In [1]:
import os
import torch
import pandas as pd
import pickle
from tqdm import tqdm
import time
from langchain.schema import Document
from langchain.vectorstores import FAISS
from langchain_openai import OpenAIEmbeddings
from langchain_community.vectorstores.faiss import DistanceStrategy

In [2]:
DEVICE = torch.device("cuda" if torch.cuda.is_available() else "cpu")
print(f'Using device: {DEVICE}')

DATA_PATH = './data/'

Using device: cuda


In [3]:
# Load data
pickle_file = os.path.join(DATA_PATH, 'prepd_data.pkl')
data = pd.read_pickle(pickle_file)

In [4]:
print(len(data))

2354


In [5]:
data.head()

Unnamed: 0,book_id,headline,combined_info,combined_info_pp,lang
0,241112,"חזון עתיד מתוקן, חגי ישראל, חזון הנביאים, תנופ...","ד. בן-גוריון י""ח אייר תש""ט 17.5.49\n\n\n\nא...","ד. בן-גוריון י""ח אייר תש""ט 17.5.49 אין עמים רב...",he
1,241170,"israel and the middle east, חברות ישראל באו""ם,...",For Israel and Middle East\n\nBy David Ben-Gur...,For Israel and Middle East By David Ben-Gurion...,en
2,241180,חוק שירות הביטחון,"ישיבה ע' ו, 5.9.1949 חוק שירות הבטחון תש""ט-...","ישיבה ע' ו, 5.9.1949 חוק שירות הבטחון תש""ט- 19...",he
3,241225,how ambassador Morgenthau saved Palestine jewr...,HOW AMBASSADOR MORGENTHAU SAVED PALESTINE JEWR...,HOW AMBASSADOR MORGENTHAU SAVED PALESTINE JEWR...,en
4,241459,"[ח""א?] במטה המורחב, צה""ל, מערכת סיני, מלחמת סי...","12.12.57 ח""א במטה המורחב\n\nאני מודה, שהדברים ...","12.12.57 ח""א במטה המורחב אני מודה, שהדברים של ...",he


In [22]:
# Convert dataframe rows to LangChain Documents
docs = [
    Document(page_content=row['combined_info_pp'], metadata={"book_id": row['book_id'], "headline": row["headline"], "source": "DBGH"})
    for idx, row in data.iterrows()
]

In [7]:
def split_text_by_words(text, max_words, overlap_words):
    # Split the text into words
    words = text.split()

    chunks = []
    start_idx = 0
    while start_idx < len(words):
        end_idx = min(start_idx + max_words, len(words))
        chunk = words[start_idx:end_idx]

        # Join the words back into text
        chunk_text = ' '.join(chunk)
        chunks.append(chunk_text)

        # Update the starting position with overlap
        start_idx += max_words - overlap_words

    return chunks

In [8]:
chunks = []
idx = 0

for doc in docs:
    temp_chunks = split_text_by_words(
        doc.page_content, max_words=260, overlap_words=35
    )
    
    for chunk in temp_chunks:
        new_metadata = dict(doc.metadata) 
        new_metadata['idx'] = idx 
        chunks.append(Document(page_content=chunk, metadata=new_metadata))
        idx += 1

In [9]:
new_data_path = os.path.join(DATA_PATH, "chunks.pkl")
with open(new_data_path, "wb") as file: 
    pickle.dump(chunks, file)

In [10]:
# Check the number of chunks created
print(f"Number of chunks: {len(chunks)}")

Number of chunks: 21529


In [None]:
api_key = "your-api-key"
os.environ["OPENAI_API_KEY"] = api_key

In [13]:
embedding_model = OpenAIEmbeddings(model="text-embedding-3-large")

In [15]:
def faiss_from_documents(documents, embedding_model, batch_size=20, delay_sec=5):
    """Embeds LangChain Documents safely in batches and builds a FAISS index."""

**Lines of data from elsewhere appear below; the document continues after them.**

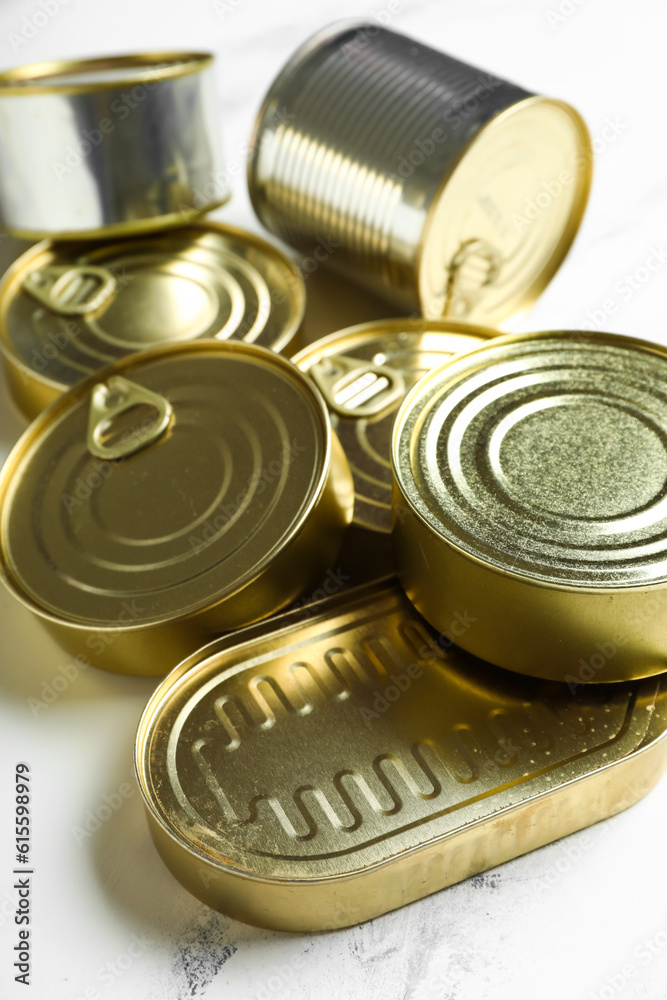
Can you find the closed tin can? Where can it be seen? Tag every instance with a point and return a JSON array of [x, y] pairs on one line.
[[308, 775], [69, 309], [364, 373], [108, 146], [530, 488], [185, 491], [445, 189]]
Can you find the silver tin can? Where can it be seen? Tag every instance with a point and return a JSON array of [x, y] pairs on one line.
[[446, 190], [114, 145]]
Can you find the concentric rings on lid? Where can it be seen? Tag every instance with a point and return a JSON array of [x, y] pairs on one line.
[[540, 460]]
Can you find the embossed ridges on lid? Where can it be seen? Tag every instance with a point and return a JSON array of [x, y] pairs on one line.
[[318, 770]]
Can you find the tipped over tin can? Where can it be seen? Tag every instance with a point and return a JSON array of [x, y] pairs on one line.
[[69, 309], [446, 190], [531, 488], [184, 492], [364, 373], [109, 146], [311, 775]]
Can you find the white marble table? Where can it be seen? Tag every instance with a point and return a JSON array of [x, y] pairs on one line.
[[584, 918]]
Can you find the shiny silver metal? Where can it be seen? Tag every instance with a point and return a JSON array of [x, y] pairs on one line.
[[414, 174], [108, 146]]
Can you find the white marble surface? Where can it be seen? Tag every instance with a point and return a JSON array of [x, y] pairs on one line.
[[569, 920]]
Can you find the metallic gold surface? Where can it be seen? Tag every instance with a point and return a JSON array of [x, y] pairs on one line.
[[69, 309], [314, 772], [226, 516], [404, 347], [530, 485], [444, 189], [155, 111]]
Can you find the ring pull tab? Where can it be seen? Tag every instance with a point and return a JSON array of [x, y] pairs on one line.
[[72, 290], [111, 400], [355, 388], [474, 266]]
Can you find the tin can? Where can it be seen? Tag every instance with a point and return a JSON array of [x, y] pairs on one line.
[[364, 373], [69, 309], [184, 492], [530, 488], [445, 189], [311, 774], [109, 146]]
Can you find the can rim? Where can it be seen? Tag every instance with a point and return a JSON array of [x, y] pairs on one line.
[[650, 347], [60, 406], [133, 227], [247, 635], [8, 295], [295, 61], [148, 66], [410, 324], [567, 237]]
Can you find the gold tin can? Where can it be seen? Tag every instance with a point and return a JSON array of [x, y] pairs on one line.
[[530, 488], [109, 146], [446, 190], [312, 774], [364, 373], [69, 309], [186, 491]]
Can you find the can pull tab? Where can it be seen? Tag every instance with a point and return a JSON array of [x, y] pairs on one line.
[[108, 402], [72, 290], [355, 388], [474, 266]]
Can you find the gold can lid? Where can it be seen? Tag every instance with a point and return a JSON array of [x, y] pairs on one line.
[[178, 482], [292, 773], [364, 373], [69, 309], [502, 224], [544, 456]]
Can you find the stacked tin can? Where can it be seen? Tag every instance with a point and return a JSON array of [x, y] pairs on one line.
[[353, 754]]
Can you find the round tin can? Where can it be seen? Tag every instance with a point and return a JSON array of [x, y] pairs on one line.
[[69, 309], [313, 773], [186, 491], [532, 475], [108, 146], [364, 373], [445, 189]]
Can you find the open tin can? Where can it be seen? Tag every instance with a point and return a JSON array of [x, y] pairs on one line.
[[184, 492], [308, 775], [530, 487], [69, 309], [448, 191], [109, 146]]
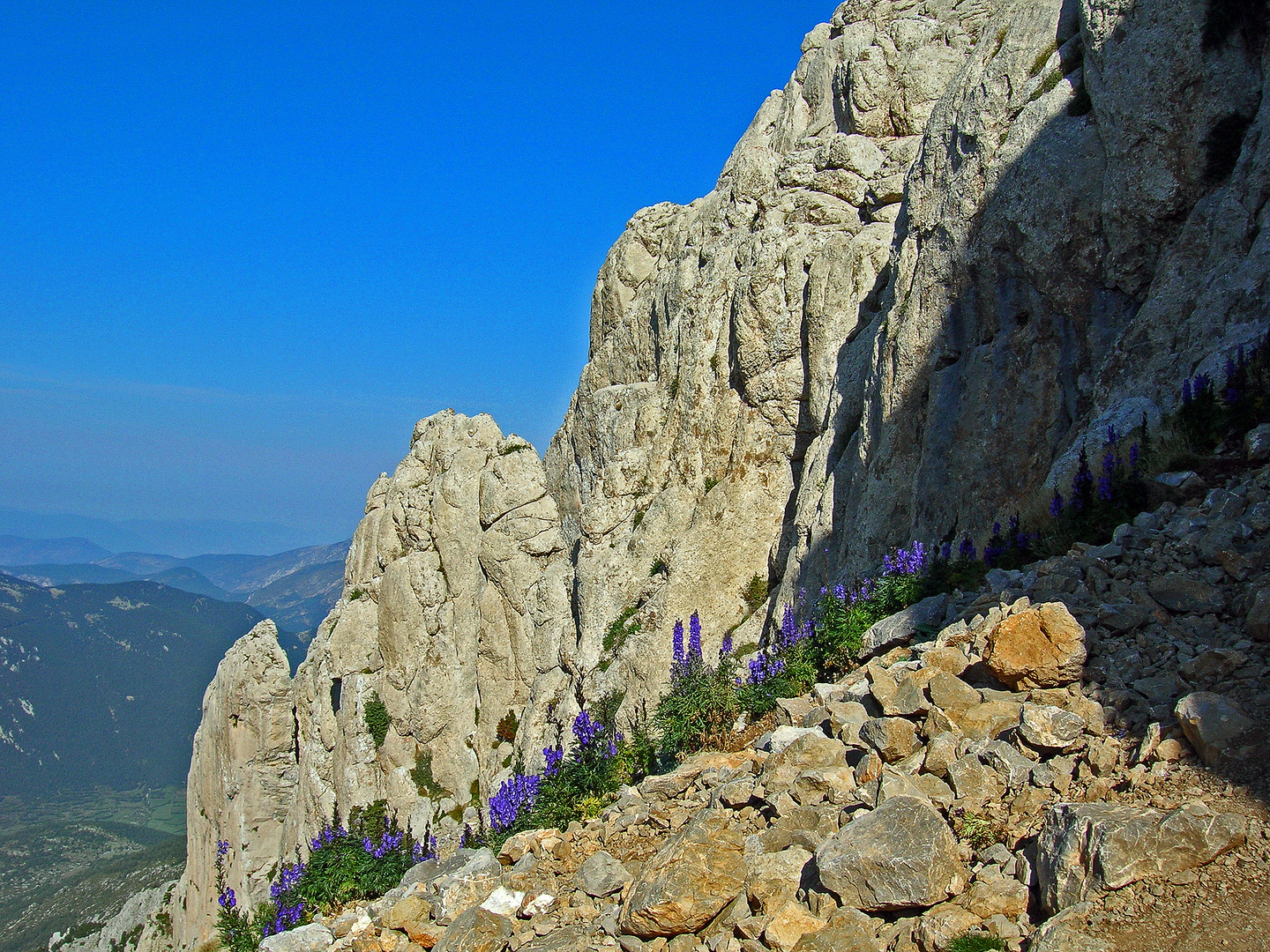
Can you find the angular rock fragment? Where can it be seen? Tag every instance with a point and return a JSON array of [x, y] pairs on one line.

    texts, metadatas = [], []
    for doc in documents:
        texts.append(doc.page_content)
        metadatas.append(doc.metadata)

    all_embeddings = []
    all_texts = []
    all_metas = []

    for i in tqdm(range(0, len(texts), batch_size)):
        batch_texts = texts[i:i+batch_size]
        batch_metas = metadatas[i:i+batch_size]
        try:
            batch_embeddings = embedding_model.embed_documents(batch_texts)
            all_embeddings.extend(batch_embeddings)
            all_texts.extend(batch_texts)
            all_metas.extend(batch_metas)
        except Exception as e:
            print(f"Error at batch {i}: {e}")
            print("Pausing before retry...")
            time.sleep(delay_sec * 2)
            continue
        time.sleep(delay_sec)

    text_embedding_pairs = list(zip(all_texts, all_embeddings))
    
    # create FAISS index from precomputed embeddings
    return FAISS.from_embeddings(
        text_embedding_pairs,  
        embedding=embedding_model,
        metadatas=all_metas,
        distance_strategy=DistanceStrategy.COSINE
    )

In [16]:
vectorstore = faiss_from_documents(
    documents=chunks,
    embedding_model=embedding_model,
    batch_size=15,
)

  0%|          | 0/1436 [00:00<?, ?it/s]

100%|██████████| 1436/1436 [2:38:58<00:00,  6.64s/it] 


In [None]:
# Save FAISS index
vectorstore.save_local("./faiss_index_openai_3textlarge")

In [None]:
# Load FAISS index
vectorstore = FAISS.load_local("./faiss_index_openai_3textlarge", 
                               embedding_model,
                            allow_dangerous_deserialization=True
                               )

In [21]:
print(len(vectorstore.docstore._dict))

21529